Собчак: А Соловьев? Мне кажется, при всех претензиях к нему он профессионал.
Соколова: А по-моему, мужчина вполне бездарен. Просто усидчивая посредственность.
Собчак: Ты, Соколова, не умеешь быть объективной! Объективно Соловьев – профессионал, просто он подонок. Я считаю, что человек может быть подонком и при этом быть хорошим профессионалом. Одно другому не противоречит.
Соколова: Я считаю, что качество, именуемое «подонок», сильно ограничивает профессионализм в человеке.
Собчак: Не согласна.
Парфенов: Я программы Соловьева не смотрю. Мне мешает его тон, я не могу это воспринимать. На 13 этажах в «Останкино» нет людей, не любящих себя, но Соловьев в смысле любви к себе в кадре побил рекорд самого Диброва. У Димы было какое-то нагловатое ростовское шармирование. А у Соловьева все чудовищно серьезно. Совсем без самоиронии.
Соколова: А вы сейчас можете в каком-либо качестве на ТВ вернуться?
Парфенов: Нет. В текущем эфире действует негласный запрет на профессию. Так что я делаю только историко-культурные фильмы. Вот сейчас, к двухсотлетию Гоголя, на Первом канале вышло две моих серии.
Собчак: Но вы хотели бы?
Парфенов: Меня избавили от проблемы выбора. То, чем сегодня занимается отечественное ТВ, я делать не могу. Пиар власти – это не журналистика. Повторы одного и того же про маньяков – это не журналистика.
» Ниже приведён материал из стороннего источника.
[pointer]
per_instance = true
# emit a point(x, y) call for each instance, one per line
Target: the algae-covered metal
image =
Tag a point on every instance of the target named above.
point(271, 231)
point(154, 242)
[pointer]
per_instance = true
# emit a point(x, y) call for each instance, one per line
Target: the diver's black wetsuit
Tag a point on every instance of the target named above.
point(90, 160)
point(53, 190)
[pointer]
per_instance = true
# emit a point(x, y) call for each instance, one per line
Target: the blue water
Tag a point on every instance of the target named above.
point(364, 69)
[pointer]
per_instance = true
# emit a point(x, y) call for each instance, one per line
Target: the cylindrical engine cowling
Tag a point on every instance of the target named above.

Кроме того, вся стилистика безобразна и скучна.
Собчак: А вы не чувствуете своей собственной ответственности – как журналиста – за создавшуюся ситуацию? Во время перестройки ТВ смотрели все – оно было абсолютно живое.
Парфенов: Да, но довольно скоро постперестроечная журналистика стала обслуживать элиту так же, как это было при советской власти. Демократы первой волны и журналисты идеально воспроизвели матрицу. Помните на питерском ТВ Бэллу Куркову, которую называли подставкой под микрофоном Анатолия Собчака?
Собчак: Да, но я также помню Невзорова, который в те же годы позволял себе каждый день делать передачу, где обливал грязью мэра города, в котором жил. При этом ему разрешали работать, никто его не трогал, он делал то, что хотел, и его боялись.
Парфенов: Эта музыка недолго играла. В конце 90-х подобное уже стало невозможным. Невзоров издает журнал про лошадей.
Собчак: Весь срок моего отца Невзоров работал. Когда отец приезжал на благотворительные приемы, чтобы для голодающего города деньги выбить, Невзоров снимал его с бутербродом. И эту заставку я помню маленьким ребенком. С этого начиналась его программа каждый день. Так что свободная журналистика тогда была.
Соколова: Кажется, вы задели Ксению за живое. А как вы считаете, почему демократы так легко вернулись к советской модели?
Парфенов: Потому что решили, что для собственного блага можно использовать известные приемы. В 1996-м решили, что можно надувать рейтинг с 2 до 52%, потому что можно втюхать этим овощам все что угодно. Куда они денутся? А потом втюхивание стало тотальным, и мы получили то телевидение, которое имеем теперь. Это огромная проблема – чтобы власть перестала считать своих граждан овощами.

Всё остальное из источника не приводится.